At 90, Lieutenant Colonel Alexander Jefferson has just returned from speaking to high schoolers in Portland Oregon.
“It was exhilarating, actually exhilarating, to let the young people know that freedom ain’t free, somebody’s got to pay the bill,” said Lt. Col. Jefferson.
Jefferson still fits into his WWII bomber jacket and remembers flying missions in France.
He flew escort for bombing missions and says there was discrimination against him and other African American pilots.
“We were discriminated against, they had to build a separate airfield in Alabama to train us to fly, we could not be integrated with the rest of the men. It was segregation and discrimination from the very beginning,” he said.

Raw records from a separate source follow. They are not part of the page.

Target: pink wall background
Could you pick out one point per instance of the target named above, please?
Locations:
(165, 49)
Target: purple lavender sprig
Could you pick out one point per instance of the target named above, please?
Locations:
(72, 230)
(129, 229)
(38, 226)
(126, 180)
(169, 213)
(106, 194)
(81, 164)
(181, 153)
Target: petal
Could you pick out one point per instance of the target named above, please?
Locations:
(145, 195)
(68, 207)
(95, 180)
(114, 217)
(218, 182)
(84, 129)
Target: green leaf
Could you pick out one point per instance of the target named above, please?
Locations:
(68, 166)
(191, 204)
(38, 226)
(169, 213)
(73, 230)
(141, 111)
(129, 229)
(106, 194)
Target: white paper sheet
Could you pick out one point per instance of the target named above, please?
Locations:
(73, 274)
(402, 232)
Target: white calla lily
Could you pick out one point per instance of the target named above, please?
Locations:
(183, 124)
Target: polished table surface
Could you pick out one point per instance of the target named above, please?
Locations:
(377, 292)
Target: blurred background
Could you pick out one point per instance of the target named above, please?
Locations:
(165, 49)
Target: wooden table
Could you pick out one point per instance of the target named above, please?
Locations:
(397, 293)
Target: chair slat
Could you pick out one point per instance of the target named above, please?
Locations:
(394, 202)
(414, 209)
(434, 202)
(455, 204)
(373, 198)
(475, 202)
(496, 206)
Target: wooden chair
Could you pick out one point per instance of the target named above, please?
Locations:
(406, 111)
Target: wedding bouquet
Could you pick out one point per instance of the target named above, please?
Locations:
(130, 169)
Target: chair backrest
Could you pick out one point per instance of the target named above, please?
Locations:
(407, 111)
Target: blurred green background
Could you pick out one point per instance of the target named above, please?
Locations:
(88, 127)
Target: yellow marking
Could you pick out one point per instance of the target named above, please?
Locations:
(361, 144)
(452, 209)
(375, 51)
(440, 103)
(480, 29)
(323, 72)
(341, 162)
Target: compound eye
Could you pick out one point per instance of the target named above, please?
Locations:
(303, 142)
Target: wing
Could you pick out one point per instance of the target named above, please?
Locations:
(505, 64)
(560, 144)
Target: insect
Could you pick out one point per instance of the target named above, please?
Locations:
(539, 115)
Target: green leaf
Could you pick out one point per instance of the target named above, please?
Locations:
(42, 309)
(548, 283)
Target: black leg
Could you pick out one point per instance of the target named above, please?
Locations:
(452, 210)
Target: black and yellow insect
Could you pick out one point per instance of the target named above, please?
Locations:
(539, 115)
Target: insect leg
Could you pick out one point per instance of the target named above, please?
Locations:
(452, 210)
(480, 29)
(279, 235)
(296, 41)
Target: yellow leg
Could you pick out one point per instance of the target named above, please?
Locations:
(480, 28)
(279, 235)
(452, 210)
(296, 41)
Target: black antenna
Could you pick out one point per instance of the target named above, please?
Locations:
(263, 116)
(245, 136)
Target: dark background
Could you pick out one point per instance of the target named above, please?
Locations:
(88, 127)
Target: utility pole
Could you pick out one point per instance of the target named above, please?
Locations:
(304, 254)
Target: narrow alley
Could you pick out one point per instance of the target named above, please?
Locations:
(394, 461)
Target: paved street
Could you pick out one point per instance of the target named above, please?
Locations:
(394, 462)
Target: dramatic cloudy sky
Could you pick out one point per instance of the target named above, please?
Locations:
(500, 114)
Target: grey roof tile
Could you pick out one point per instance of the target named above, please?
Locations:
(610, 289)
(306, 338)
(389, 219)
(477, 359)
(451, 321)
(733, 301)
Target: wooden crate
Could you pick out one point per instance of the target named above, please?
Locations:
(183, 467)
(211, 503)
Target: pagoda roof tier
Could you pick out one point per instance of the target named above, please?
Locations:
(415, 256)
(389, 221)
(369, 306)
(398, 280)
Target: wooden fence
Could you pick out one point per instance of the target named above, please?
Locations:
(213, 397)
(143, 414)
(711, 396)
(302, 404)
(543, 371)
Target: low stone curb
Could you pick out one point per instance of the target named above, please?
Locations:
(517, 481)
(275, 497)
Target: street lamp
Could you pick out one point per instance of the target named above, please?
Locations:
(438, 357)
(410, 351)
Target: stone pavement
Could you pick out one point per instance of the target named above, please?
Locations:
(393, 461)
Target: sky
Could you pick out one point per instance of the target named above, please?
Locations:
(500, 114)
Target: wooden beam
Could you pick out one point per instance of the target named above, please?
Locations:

“I was treated as an officer and a gentleman in the POW camp because of the Geneva Convention,” he said. “I literally sat the war out, because officers that were in the camp did not have to work,” he said. “Enlisted men went to separate camps and you could make them work.”
Jefferson, who turns 91 this week, was shot down during World War II and spend nine months at a Prisoner of War (POW) camp, but says he doesn’t think of himself as a hero.